After all, it was nearly 11pm on a long and very full commuter train running back to my neighborhood in the suburbs. It was the first train ride I'd taken since returning to Singapore on August 17th.
I'd been in the states for 2 1/2 months this summer. It was a full summer of conferences, and doctors appointments, and meeting with leaders in our supporting churches, soaking up time with my sons who are both now studying in USA, and time with our parents (who now in their 70's and 80's are not getting any younger).
But here I am, back in the Lion City of 6 million riding a train late at night. I'm getting my feet back under myself with relationships and figuring out My new life as an "empty nester" missionary.
At the very next train stop they board through the door where I'm standing:
Who? The parents of the neighbor girl I'd written about before. Yi Hui, the little stray child of our government housing apartment blocks. For the past 3 years she and I have had quite a journey together in navigating a vastly cross cultural relationship that has redefined my definition of significance and meaning. Knowing her has helped me learn better to hear God's voice of guidance (desperation helps us learn many important lessons), as well as grow charity in the hearts of my teenaged sons because of their personal sacrifice and the inconvenience having had her around much of the time. She's been a regular fixture by my side, in our home, and in our church these past few years. Once, two years ago, when he saw her sillouette in his doorway too early on a Saturday morning, my older son Tyler asked, "Where are the hidden cameras? I feel like my life is a reality TV show."
She has been our own little version of "The Blind Side," only she'll never turn out a professional football player. She's not likely to turn out to be a professional anything. But there had been no getting around that she was a direct answer to prayer for how we might tangibly and sacrificially love our neighbors and be a light for Christ in our neighborhood full of deep, but hidden, needs.
And here on my train, in my car, the only time I've taken public transportation all week, are her parents. Right there in front of me in the doorway of the crowded train proclaiming, "Wah! Aunty Kimberly!!" They are loud enough for everyone in the car to hear. Though the chance of bumping into them like this are incredibly slim, it's hardly a surprise to me. How many times these past 3 years, have I just bumped into the members of this family when running errands in our densely populated neighborhood? It's unreal really. But it has become my normal.

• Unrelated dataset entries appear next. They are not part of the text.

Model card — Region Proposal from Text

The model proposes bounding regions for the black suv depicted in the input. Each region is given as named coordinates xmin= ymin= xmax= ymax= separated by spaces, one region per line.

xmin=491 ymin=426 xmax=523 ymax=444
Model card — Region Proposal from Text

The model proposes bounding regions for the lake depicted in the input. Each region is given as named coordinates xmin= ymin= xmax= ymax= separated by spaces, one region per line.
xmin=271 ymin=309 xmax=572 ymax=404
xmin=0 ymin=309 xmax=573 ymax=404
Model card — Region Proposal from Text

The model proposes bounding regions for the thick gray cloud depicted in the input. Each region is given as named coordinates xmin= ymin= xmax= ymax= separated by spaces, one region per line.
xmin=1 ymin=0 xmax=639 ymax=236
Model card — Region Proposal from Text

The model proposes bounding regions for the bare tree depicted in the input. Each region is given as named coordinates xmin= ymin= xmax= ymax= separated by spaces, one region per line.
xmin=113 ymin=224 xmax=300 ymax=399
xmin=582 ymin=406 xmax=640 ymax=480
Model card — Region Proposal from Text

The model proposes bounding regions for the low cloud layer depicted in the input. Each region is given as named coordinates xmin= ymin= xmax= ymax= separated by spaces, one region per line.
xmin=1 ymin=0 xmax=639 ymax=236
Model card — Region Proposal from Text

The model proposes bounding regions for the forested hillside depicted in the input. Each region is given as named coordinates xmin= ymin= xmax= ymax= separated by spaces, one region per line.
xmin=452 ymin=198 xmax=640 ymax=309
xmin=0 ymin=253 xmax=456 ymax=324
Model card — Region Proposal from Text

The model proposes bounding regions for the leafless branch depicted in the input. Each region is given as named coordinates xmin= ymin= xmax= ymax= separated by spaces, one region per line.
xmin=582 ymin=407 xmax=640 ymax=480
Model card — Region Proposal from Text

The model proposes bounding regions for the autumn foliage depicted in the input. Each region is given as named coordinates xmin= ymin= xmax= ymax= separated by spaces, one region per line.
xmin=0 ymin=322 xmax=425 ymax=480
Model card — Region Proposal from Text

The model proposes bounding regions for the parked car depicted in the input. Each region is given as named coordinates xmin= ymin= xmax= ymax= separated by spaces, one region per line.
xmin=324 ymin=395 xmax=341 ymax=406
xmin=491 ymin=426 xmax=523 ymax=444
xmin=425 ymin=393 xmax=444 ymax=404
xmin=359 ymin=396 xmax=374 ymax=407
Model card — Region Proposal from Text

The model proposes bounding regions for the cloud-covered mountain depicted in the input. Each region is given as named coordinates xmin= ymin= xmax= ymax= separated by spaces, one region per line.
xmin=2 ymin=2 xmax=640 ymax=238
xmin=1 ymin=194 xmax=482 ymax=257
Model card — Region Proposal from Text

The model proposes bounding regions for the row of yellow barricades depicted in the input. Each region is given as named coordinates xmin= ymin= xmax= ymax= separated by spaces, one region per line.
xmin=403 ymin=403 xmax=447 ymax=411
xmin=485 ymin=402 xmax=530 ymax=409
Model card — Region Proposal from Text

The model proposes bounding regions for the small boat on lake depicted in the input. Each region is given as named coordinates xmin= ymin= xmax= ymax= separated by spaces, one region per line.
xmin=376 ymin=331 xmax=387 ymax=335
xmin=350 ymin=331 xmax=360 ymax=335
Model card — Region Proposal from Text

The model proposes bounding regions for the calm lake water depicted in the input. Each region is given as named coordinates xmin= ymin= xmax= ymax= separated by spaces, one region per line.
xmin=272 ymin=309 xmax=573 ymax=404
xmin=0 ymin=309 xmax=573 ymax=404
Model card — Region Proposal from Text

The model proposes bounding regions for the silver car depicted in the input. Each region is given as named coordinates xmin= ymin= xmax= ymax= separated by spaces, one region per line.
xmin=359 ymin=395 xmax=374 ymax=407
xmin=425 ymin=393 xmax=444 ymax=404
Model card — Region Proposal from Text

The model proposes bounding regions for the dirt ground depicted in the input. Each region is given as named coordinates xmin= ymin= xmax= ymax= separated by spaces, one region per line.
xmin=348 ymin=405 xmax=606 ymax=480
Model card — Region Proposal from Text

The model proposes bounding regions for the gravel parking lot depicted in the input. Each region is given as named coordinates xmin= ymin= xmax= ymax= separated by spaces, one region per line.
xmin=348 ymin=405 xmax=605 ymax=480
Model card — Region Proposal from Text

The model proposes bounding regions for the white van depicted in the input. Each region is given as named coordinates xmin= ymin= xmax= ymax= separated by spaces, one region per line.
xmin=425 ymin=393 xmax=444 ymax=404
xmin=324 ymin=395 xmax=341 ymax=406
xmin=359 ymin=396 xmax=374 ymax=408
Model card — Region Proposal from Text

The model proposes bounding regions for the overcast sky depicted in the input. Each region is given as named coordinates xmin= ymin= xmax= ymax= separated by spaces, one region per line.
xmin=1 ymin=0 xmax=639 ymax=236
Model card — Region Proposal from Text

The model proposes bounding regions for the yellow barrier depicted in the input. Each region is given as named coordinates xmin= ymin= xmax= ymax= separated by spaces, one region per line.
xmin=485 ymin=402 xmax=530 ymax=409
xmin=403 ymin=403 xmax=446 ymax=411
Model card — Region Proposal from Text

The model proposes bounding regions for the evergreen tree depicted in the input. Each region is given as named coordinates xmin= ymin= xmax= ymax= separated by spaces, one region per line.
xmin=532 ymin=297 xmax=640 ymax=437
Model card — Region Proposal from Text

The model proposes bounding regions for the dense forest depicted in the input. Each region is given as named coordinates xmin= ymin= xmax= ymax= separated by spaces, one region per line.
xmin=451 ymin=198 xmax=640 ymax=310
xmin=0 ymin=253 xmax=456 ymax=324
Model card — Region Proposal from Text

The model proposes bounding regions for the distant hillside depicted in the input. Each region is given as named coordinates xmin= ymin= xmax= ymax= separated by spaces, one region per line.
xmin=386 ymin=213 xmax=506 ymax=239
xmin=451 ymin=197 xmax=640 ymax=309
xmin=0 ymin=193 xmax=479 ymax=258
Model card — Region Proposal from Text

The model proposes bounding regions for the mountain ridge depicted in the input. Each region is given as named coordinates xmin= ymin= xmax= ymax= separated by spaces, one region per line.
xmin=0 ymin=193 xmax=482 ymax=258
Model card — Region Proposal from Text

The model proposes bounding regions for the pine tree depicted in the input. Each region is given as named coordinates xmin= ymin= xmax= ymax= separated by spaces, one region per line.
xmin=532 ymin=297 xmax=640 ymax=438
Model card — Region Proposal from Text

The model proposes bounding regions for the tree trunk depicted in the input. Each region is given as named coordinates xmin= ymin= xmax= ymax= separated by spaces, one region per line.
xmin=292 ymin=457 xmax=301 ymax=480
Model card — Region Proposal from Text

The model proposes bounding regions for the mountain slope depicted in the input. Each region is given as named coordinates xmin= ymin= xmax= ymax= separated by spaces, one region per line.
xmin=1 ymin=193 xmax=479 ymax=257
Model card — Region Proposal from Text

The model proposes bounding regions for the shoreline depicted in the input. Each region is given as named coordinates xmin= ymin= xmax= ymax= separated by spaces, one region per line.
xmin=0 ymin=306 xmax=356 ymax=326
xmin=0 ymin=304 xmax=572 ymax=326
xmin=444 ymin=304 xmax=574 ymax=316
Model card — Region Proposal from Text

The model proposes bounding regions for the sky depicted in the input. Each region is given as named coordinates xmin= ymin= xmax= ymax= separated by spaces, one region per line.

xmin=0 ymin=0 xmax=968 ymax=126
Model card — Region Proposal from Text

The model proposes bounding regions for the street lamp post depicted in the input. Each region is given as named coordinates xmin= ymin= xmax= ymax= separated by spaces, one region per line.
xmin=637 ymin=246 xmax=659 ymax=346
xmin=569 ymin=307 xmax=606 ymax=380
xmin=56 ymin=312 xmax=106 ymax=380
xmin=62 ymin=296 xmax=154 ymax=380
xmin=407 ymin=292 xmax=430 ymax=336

They enter the train lit up to see me. These, the mystery missing parents of Yi Hui. These absentee parents who, mostly out of ignorance and long working hours, have done a criminal's job of not raising their child. These same parents started out so hostile toward me. I was a strange foreigner whom their daughter was spending time with (and causing neighbor's tongues to wag). Now they've become Joshua and Chen Ping who were so happy to see me that they placed a call to Yi Hui while on the train to say, "Guess who is on the train right now?" Joshua handed me his phone to me to talk to her
We chatter in Chinese as best as I can manage, and I'm glad for the foundation I had investing 2 solid years in language study back in 1997 (even though the national language of Singapore is English, it sure comes in handy with immigrants and those who were Chinese educated or are not well educated).
"Yes," they agree. "Yi Hui has really sprouted up this summer." And she is still attending a special school. She is going to school, which is a huge improvement from the days I'd first seen her in school uniform hanging out on the downstairs playground. She'll turn 13 at the end of the month. She'd shown restraint not to call my phone much while I was in USA these weeks. She's been eager for my return, calling my husband instead, and checking with her parents daily, "Is it August 17th yet?"
I had seen her once this first week since my return. She'd been over to my house only yesterday afternoon. She'd been a little awkward to be with me after this long time apart. She's certainly not the feral wild child she used to be. You can tell she's slow, but she smiles most of the time now and answers when people speak to her. She is not wandering around all hours of the day and night. Though she hasn't yet learned to read in any language, she can play a few computer games. I have some preschool games loaded on my iPhone.
A few train stops later we exit the train together, like old friends. As we part ways when we get closer to our apartment blocks, they ask me in Chinese to feel free to come over more often, to zuo zuo, sit awhile. Afterall, with my kids both in USA now, I must be lonely. We could have some tea.
I don't know what's next in God's plan for my investment in their lives, but I'm sure he'll show us. It seems that he has every step of the way. All I know for now is that today Yi Hui came downstairs to see me while I was doing some Saturday marketing. At noon she came by the house while I threw together a tuna sandwich for my husband Jim. She said a shy hello to him, and then I sent her home. Sometimes she calls when she gets back to her house to let me know she did return safely (She'd not had any kind of accountability like this before, and we'd set up our little system a couple years ago).
She knows that we leave for church tomorrow at 10:15, and since she still can't tell time and has probably lost the digital watch we bought her, I encouraged her to ask her dad to wake her up on time.
It's still left to be seen whether she'll make it for church, or even if she will call our cell phones again, before we go to sleep tonight!